For Zen practitioners, being in the Present was traditionally practiced through a skill such as the tea ceremony, archery, martial arts, or flower arrangement. Practicing those skills is about the relief from suffering first by being in the Present. Improvement in performance of the skill is a byproduct. To draw from the strength-training analogy again, it isn’t about bench presses and deadlifts. It’s about physical strength.

I recall the ceremonies at the beginning and end of judo classes of my childhood. I thought they wasted time but learned that they signal the time for judo and time for something else. I later learned the wisdom of the sensei scolding me, “Judo is here! Everything else is out there!”

Yes, some anticipated events will be uncomfortable. We are in a human body. But it will pass and the dukkha doesn’t need to bleed outside of its timeframe. For example, there is a time for root canals. My root canal was uncomfortable. But I felt no pain from it before it started. And, at least in my case, the bulk of the pain ended as soon as the drill lifted out of my mouth for the last time.
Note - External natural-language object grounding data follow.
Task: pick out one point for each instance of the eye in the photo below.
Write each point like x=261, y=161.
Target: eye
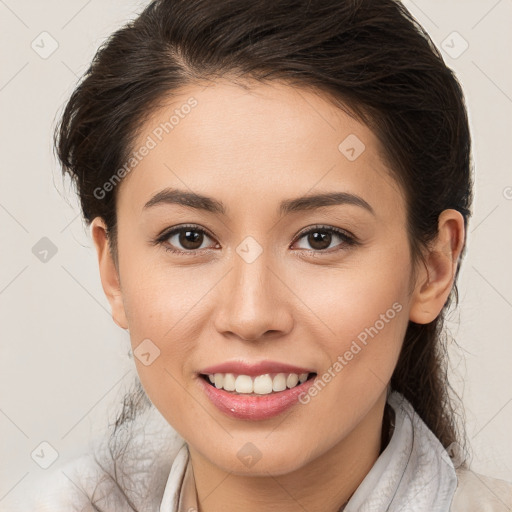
x=320, y=238
x=191, y=238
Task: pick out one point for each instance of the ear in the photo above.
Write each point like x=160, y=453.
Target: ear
x=108, y=272
x=435, y=279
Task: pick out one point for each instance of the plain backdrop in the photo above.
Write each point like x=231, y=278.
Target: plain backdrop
x=64, y=363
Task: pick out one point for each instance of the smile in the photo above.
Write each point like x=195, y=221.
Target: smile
x=264, y=384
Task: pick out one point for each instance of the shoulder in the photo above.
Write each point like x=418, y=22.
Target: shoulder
x=64, y=489
x=480, y=493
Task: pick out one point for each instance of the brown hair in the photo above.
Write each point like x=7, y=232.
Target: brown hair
x=369, y=56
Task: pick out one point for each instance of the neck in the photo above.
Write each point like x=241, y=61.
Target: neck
x=324, y=484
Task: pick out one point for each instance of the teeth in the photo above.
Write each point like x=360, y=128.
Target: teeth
x=260, y=385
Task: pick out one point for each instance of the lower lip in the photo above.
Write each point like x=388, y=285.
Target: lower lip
x=251, y=407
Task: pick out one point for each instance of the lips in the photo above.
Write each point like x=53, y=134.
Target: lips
x=270, y=398
x=254, y=369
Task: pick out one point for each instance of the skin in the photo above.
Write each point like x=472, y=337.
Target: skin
x=252, y=149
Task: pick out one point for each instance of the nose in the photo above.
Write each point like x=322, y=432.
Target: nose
x=253, y=302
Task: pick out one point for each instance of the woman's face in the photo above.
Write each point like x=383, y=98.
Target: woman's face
x=265, y=275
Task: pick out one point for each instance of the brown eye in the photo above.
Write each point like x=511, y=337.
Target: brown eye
x=320, y=238
x=190, y=239
x=185, y=240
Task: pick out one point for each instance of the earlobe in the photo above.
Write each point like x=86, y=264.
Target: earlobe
x=434, y=283
x=108, y=272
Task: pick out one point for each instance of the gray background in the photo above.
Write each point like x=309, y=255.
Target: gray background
x=63, y=362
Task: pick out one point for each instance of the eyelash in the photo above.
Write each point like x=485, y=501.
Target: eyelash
x=348, y=240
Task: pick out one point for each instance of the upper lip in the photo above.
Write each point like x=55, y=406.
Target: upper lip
x=254, y=369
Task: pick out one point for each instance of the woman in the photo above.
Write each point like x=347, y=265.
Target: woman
x=278, y=193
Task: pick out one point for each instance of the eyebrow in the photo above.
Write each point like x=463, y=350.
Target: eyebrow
x=309, y=202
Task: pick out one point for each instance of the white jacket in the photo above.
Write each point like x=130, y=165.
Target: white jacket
x=413, y=474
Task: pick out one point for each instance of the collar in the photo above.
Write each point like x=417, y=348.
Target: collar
x=413, y=472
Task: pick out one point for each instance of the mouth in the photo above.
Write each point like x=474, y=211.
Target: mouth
x=257, y=385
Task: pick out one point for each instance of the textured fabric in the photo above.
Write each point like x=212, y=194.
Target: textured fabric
x=413, y=473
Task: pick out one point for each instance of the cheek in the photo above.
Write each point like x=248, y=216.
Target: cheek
x=364, y=308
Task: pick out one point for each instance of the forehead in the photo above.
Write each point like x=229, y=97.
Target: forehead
x=264, y=143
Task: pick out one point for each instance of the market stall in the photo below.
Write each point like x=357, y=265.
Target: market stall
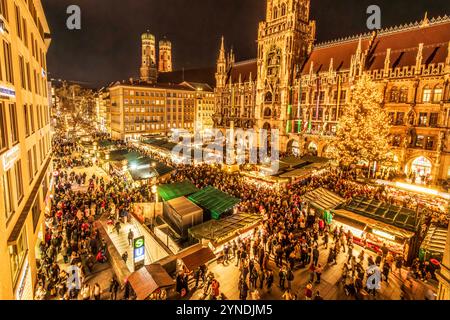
x=182, y=214
x=374, y=224
x=194, y=260
x=323, y=199
x=151, y=282
x=175, y=190
x=218, y=232
x=433, y=245
x=214, y=201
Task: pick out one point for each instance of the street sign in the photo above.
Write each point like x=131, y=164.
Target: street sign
x=139, y=252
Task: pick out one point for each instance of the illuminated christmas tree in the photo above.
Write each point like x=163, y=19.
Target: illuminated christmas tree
x=363, y=130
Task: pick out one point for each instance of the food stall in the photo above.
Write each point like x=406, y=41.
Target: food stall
x=433, y=245
x=195, y=259
x=374, y=223
x=323, y=199
x=215, y=233
x=151, y=282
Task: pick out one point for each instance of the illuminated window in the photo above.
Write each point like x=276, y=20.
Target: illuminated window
x=437, y=95
x=426, y=96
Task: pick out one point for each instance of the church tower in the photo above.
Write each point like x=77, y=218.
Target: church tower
x=165, y=56
x=221, y=72
x=285, y=40
x=148, y=67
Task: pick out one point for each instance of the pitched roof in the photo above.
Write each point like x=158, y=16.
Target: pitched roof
x=214, y=200
x=176, y=190
x=244, y=69
x=403, y=41
x=200, y=75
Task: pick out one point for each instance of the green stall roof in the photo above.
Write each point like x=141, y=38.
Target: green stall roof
x=215, y=201
x=175, y=190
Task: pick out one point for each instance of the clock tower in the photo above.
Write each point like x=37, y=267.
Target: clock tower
x=285, y=40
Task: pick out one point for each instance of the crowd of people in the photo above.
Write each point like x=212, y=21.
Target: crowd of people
x=292, y=235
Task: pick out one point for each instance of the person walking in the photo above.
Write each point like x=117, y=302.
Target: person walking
x=130, y=237
x=96, y=291
x=269, y=281
x=318, y=272
x=114, y=288
x=243, y=289
x=315, y=255
x=289, y=278
x=282, y=278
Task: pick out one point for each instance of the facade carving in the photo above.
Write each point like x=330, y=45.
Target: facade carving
x=302, y=88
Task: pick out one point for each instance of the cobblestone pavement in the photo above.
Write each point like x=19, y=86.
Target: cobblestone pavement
x=330, y=287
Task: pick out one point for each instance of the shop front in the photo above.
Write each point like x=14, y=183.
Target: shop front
x=373, y=235
x=24, y=286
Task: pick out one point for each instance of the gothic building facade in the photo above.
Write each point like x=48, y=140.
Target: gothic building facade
x=302, y=88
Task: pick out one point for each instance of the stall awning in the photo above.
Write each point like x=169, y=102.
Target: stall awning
x=401, y=217
x=374, y=224
x=323, y=199
x=435, y=240
x=175, y=190
x=148, y=279
x=214, y=200
x=218, y=230
x=197, y=258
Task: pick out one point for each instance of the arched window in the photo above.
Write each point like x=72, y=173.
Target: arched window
x=275, y=13
x=267, y=113
x=403, y=95
x=394, y=95
x=426, y=95
x=283, y=9
x=437, y=94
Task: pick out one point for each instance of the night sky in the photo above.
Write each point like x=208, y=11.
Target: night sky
x=107, y=48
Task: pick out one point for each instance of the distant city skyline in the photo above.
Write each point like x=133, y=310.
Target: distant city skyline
x=107, y=48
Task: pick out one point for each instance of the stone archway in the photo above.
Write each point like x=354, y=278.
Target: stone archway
x=313, y=148
x=419, y=169
x=329, y=151
x=293, y=148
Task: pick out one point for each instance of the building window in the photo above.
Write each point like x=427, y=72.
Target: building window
x=394, y=95
x=36, y=211
x=17, y=254
x=426, y=96
x=4, y=9
x=14, y=125
x=423, y=117
x=400, y=118
x=437, y=95
x=434, y=119
x=420, y=141
x=8, y=62
x=3, y=128
x=19, y=180
x=27, y=122
x=403, y=98
x=22, y=72
x=7, y=194
x=35, y=165
x=429, y=143
x=391, y=117
x=30, y=166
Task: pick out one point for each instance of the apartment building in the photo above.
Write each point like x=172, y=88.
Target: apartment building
x=25, y=143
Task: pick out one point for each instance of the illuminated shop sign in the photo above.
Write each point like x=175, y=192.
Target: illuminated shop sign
x=23, y=281
x=139, y=252
x=10, y=157
x=7, y=92
x=383, y=234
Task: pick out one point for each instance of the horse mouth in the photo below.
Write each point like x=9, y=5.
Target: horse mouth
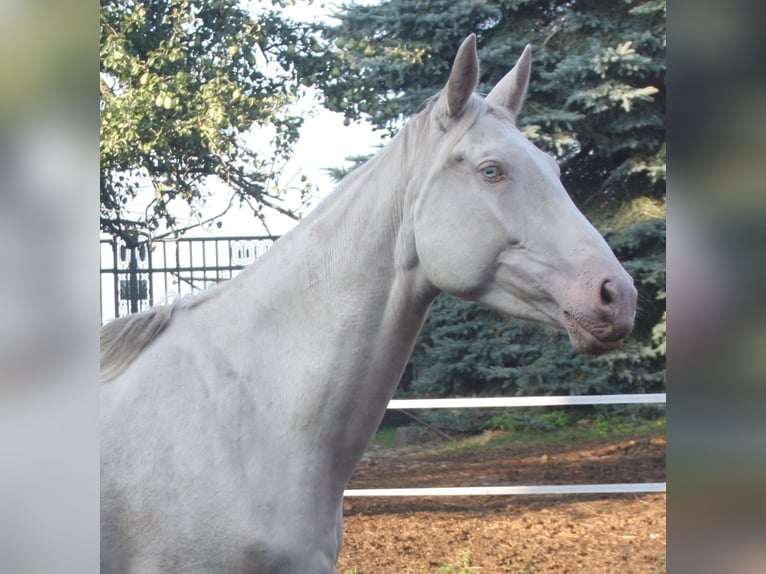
x=591, y=339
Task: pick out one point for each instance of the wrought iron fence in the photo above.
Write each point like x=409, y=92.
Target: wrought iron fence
x=136, y=275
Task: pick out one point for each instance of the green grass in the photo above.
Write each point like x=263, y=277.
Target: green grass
x=386, y=438
x=462, y=566
x=582, y=431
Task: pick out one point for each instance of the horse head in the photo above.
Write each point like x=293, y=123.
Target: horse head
x=493, y=222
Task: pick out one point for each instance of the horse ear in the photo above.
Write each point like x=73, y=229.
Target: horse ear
x=463, y=78
x=510, y=91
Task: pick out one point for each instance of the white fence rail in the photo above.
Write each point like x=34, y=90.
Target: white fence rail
x=503, y=402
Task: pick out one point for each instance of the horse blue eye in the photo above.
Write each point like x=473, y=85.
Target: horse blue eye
x=491, y=172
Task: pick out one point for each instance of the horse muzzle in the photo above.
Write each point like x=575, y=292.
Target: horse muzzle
x=603, y=325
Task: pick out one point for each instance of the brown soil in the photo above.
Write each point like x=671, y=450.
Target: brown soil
x=594, y=534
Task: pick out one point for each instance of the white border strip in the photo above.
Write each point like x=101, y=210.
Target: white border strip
x=512, y=490
x=484, y=402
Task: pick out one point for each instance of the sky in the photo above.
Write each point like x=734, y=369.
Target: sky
x=324, y=143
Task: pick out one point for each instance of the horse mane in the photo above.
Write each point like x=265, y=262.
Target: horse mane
x=123, y=339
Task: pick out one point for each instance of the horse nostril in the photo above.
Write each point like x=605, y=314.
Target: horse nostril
x=608, y=293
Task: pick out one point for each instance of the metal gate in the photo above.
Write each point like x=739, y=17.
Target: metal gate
x=137, y=274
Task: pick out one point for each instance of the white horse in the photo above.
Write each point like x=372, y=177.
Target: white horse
x=233, y=421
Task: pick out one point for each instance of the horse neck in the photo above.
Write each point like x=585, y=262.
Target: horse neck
x=346, y=283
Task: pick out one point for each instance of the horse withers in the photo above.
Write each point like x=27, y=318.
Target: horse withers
x=232, y=421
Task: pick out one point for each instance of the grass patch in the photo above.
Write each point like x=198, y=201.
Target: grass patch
x=385, y=438
x=462, y=566
x=582, y=432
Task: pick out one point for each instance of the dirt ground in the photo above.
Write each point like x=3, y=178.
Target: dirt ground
x=594, y=534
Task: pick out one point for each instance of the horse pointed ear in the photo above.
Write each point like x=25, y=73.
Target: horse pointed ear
x=463, y=78
x=510, y=91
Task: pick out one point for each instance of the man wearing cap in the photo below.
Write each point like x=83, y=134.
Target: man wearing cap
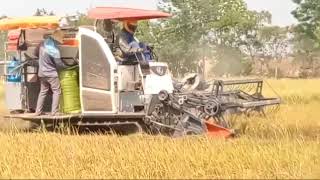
x=129, y=45
x=49, y=65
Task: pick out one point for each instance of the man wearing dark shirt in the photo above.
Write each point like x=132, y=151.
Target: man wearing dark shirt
x=129, y=46
x=49, y=65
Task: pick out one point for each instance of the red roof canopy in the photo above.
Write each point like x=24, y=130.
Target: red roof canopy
x=125, y=13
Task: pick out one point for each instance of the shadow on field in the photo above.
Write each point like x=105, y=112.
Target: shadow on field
x=18, y=125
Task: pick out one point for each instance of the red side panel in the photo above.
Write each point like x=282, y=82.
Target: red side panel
x=125, y=13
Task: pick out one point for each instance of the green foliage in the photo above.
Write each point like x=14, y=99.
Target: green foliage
x=308, y=15
x=198, y=29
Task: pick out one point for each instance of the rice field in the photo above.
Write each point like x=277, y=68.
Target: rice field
x=284, y=145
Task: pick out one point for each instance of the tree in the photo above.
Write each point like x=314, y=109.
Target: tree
x=307, y=32
x=308, y=15
x=198, y=29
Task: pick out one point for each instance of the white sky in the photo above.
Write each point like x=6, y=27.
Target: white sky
x=280, y=9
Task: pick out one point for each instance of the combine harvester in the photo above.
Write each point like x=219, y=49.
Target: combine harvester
x=113, y=93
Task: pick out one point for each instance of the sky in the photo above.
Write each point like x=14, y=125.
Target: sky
x=280, y=9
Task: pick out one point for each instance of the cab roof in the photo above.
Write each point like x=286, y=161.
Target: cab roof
x=118, y=13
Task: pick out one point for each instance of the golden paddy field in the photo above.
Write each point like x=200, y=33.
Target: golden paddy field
x=285, y=144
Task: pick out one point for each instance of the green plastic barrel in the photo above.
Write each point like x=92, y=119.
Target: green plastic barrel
x=69, y=80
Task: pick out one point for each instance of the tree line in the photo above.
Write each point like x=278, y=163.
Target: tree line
x=231, y=38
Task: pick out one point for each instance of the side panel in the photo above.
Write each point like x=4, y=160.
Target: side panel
x=97, y=72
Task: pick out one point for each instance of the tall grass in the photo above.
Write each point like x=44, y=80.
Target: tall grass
x=285, y=144
x=57, y=156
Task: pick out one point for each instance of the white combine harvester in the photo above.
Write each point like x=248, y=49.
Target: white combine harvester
x=113, y=93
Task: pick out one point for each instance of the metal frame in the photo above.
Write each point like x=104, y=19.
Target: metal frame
x=113, y=67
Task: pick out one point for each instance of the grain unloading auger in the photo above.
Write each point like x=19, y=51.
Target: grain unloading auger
x=125, y=94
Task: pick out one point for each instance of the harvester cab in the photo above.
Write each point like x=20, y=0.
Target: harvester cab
x=100, y=90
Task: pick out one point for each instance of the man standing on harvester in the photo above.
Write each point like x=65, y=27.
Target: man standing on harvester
x=129, y=46
x=49, y=65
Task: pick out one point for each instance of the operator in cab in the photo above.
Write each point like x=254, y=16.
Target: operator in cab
x=129, y=46
x=49, y=65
This post is Part 3 of 3 of my guidance for what to meditate upon as we approach Bodhi Day 2020, on December 8, 2020. The series includes:

  1. Two Months Until Bodhi Day 2020, which shows that the Universe is One Big Process.
  2. The Universe Between #000000 and #FFFFFF examines how extremes are really two sides of the same coin.
  3. No more Obstacles

From those three parts, I’ve cobbled something I recite for my daily service before reciting Thich Nhat Hanh’s English translation of the Heart Sutra (much borrowed from Alan Watts):

  • Everything is a process. Things seem real because it changes slower than the process of our minds
  • Black implies White. Life implies Death. Self implies Other. Fear implies Courage.
  • What is explicitly Two is at the same time implicitly One.
  • The obstacles of our mind are merely distractions from the past and the future.

I like to think that these are the “insights that brings us to the other shore” that Avalokiteshvara was practicing deeply at the beginning of the Heart Sutra. What awaits on the other shore is the enlightenment to the meaning of emptiness, the reality of the Universe.